As food-and-entertainment conglomerate CJ Group has decided to sell off its pharmaceutical affiliate CJ Healthcare, bio pharmaceutical affiliates of domestic large businesses are drawing a bigger picture. They have different detailed strategies, such as spin-off, merger and listing, but they have a common goal of strengthening the competitiveness of research and development (R&D) to develop novel drugs and push into the global market.
According to industry sources on November 13, SK Group will turn SK Chemicals’ corporate structure into a holding company system on December 1 and spin off its chemical and pharmaceutical divisions early next year. Its pharmaceutical division is highly likely to be included in SK Discovery, the new holding company to be launched, after spinning off from SK Chemicals. Currently, SK Chemicals’ life science division is in charge of pharmaceutical business so the company will be spun off immediately after the issue is decided by board of directors.
SK Chemicals has achieved the best result since its founding this year. The company succeeded in developing SKY Cell Flu Quadrivalent, the world’s first cell culture vaccine that covers four strains of influenza viruses, last year, and the novel drug has been sold out this year again, earning favorable reviews from the market. SK Chemicals also received a permission from the Ministry of Food and Drug Safety to market its independently developed shingles vaccine Sky Zoster, the second vaccine worldwide. Accordingly, the company not only pushed into the shingles vaccine market that has been monopolized by global pharmaceutical company MSD but also boosted the nation’s vaccine self-sufficiency ratio to 50 percent.
LG Group has also produced tangible results after merging its pharmaceutical affiliate LG Life Sciences into LG Chem earlier this year. The group spun off LG Life Sciences in 2002 before turning its corporate structure into a holding company system and merged it into LG Chem again in 15 years. LG Chem, which has attained the economy of scale through reincorporation, plans to invest more than 500 billion won (US$446.03 million) in R&D and facilities every year to develop novel bio drugs.
After the merger, LG Chem saw its innovative anti-diabetic drug Zemiglo, which is the nation’s 19th novel drug, hit its new sales milestone. LG Life Sciences developed Zemiglo with the investment of 47 billion won (US$41.93 million) as part of its global novel drug projects but failed to put up a good show so far.
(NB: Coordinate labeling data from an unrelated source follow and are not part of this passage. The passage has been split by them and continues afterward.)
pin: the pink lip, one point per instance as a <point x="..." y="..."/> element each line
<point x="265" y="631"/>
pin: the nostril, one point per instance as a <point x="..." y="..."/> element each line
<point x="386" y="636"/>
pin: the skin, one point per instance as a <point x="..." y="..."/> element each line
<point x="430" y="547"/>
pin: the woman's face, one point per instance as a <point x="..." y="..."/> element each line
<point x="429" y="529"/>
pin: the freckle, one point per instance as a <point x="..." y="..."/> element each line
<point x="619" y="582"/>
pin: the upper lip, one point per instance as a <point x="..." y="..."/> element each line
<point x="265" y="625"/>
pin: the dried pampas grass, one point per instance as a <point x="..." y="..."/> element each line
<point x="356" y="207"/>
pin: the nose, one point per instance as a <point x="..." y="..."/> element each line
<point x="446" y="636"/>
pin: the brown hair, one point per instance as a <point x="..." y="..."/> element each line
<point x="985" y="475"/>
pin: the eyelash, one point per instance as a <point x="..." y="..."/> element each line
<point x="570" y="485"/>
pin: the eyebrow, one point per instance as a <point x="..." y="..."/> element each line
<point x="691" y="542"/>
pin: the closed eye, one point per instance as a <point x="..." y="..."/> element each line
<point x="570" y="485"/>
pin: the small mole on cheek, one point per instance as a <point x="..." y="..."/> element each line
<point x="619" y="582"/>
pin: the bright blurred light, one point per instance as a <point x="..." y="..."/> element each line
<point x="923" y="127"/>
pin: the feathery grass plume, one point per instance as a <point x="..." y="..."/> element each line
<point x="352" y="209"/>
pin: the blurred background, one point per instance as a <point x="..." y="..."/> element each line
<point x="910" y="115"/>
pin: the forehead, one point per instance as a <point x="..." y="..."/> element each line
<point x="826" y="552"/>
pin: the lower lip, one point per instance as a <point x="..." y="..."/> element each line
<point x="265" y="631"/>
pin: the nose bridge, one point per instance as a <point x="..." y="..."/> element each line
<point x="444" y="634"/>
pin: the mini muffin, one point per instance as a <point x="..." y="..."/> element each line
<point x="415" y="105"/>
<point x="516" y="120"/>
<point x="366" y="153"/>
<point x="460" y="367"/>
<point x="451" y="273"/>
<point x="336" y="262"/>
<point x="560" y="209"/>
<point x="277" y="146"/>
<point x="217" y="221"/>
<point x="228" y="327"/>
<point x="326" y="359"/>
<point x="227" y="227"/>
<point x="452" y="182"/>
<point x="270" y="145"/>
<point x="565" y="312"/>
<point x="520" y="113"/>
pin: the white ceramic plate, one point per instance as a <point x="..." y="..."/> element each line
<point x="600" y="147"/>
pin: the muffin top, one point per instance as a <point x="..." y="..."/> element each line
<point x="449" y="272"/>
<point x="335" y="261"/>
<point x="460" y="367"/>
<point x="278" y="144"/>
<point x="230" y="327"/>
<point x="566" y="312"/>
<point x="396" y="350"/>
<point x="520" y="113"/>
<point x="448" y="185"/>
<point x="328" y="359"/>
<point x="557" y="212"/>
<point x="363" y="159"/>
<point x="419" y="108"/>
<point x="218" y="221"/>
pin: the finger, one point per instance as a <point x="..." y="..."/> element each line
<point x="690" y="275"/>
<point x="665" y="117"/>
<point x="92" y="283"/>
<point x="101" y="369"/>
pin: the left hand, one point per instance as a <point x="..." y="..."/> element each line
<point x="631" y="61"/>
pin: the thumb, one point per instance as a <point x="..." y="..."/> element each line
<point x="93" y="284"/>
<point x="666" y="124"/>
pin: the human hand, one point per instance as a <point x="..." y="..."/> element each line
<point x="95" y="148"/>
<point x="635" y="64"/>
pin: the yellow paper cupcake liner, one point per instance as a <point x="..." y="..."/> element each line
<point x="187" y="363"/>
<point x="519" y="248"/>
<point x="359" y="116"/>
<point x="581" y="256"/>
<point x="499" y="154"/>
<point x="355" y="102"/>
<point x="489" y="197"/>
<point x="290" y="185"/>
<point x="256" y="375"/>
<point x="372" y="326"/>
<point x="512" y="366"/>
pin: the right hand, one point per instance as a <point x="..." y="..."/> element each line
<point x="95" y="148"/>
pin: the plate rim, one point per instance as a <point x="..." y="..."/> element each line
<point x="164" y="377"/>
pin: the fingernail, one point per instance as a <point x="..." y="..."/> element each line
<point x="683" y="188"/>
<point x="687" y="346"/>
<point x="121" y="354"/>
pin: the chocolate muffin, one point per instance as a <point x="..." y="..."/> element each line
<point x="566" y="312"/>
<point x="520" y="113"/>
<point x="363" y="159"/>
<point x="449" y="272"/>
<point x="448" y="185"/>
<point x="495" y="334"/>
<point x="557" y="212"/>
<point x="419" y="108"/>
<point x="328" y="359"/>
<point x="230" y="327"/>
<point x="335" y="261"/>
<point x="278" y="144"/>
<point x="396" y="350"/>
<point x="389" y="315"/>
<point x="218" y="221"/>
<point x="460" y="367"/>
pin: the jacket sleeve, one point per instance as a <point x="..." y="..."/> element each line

However, LG Chem recorded 55.7 billion won (US$49.69 million) of sales last year after joint marketing with Daewoong Pharmaceuticals. The company also expects to post 100 billion won (US$89.21 million) in sales this year.
Kolon Group, which is considered a late mover on the bio industry among conglomerates, continues to make a radical move. Kolon Life Science received a permission to market Invossa, the world’s first cell-based therapy for osteoarthritis, in July, attracting attention in the industry. Cell-based treatments for autoimmune diseases and cancers have been developed before. However, Invossa treats degenerative arthritis based on genes cultured from an allogenic cell. As a single injection of the drug delivers therapeutic relief for up to two years, Invossa is expected to lead the global osteoarthritis treatment market worth 45 trillion won (US$40.14 billion) a year.
In addition, Kolon Group successfully listed TissueGene, the U.S.-based biopharmaceutical subsidiary of Kolon Life Science, on South Korea's secondary KOSDAQ market earlier this month. The group raised 199.4 billion won (US$177.88 million) after pricing the IPO of TissueGene and plans to invest over 150 billion won (US$133.81 million) in the phase 3 clinical trials of Invossa in the US in April next year. The group will complete the clinical trials by 2021 and start selling in the U.S. in 2023. When everything is coming along on schedule, Kolon Group expects to post more than 3 trillion won (US$2.68 billion) a year.
Samsung Group, which is the latest mover on the bio pharmaceutical market among conglomerates, continues to show a rapid growth through acquisition, establishment and joint venture strategies. The group established Samsung Medison, a medical equipment company, with the acquisition of domestic venture firm Medison and formed Samsung Bioepis, a joint venture with U.S.-based biotechnology firm Biogen.
Samsung BioLogics, a biopharmaceutical unit of South Korea's Samsung Group, was a late market mover but it has already become the global leader in contract manufacturing organization (CMO) services by converging its world-class levels of semiconductor manufacturing technology. When the company completes its third plant in Songdo, Incheon, next month as scheduled, Samsung BioLogics’ biomedicine production capacity will increased from the current 180,000 liters to 360,000 liters, far surpassing Boehringer Ingelheim with 300,000 liters and Lonza with 280,000 liters.
An official from the biotech industry said, “It is difficult to achieve results in the bio pharmaceutical business in a short period of time to the extent that Hanwha, Lotte and AmorePacific withdrew from the market after much consideration before CJ. Whether how much and steady a group makes an investment regardless of the size of affiliates will determine the competitiveness of biopharmaceutical affiliates of conglomerates.”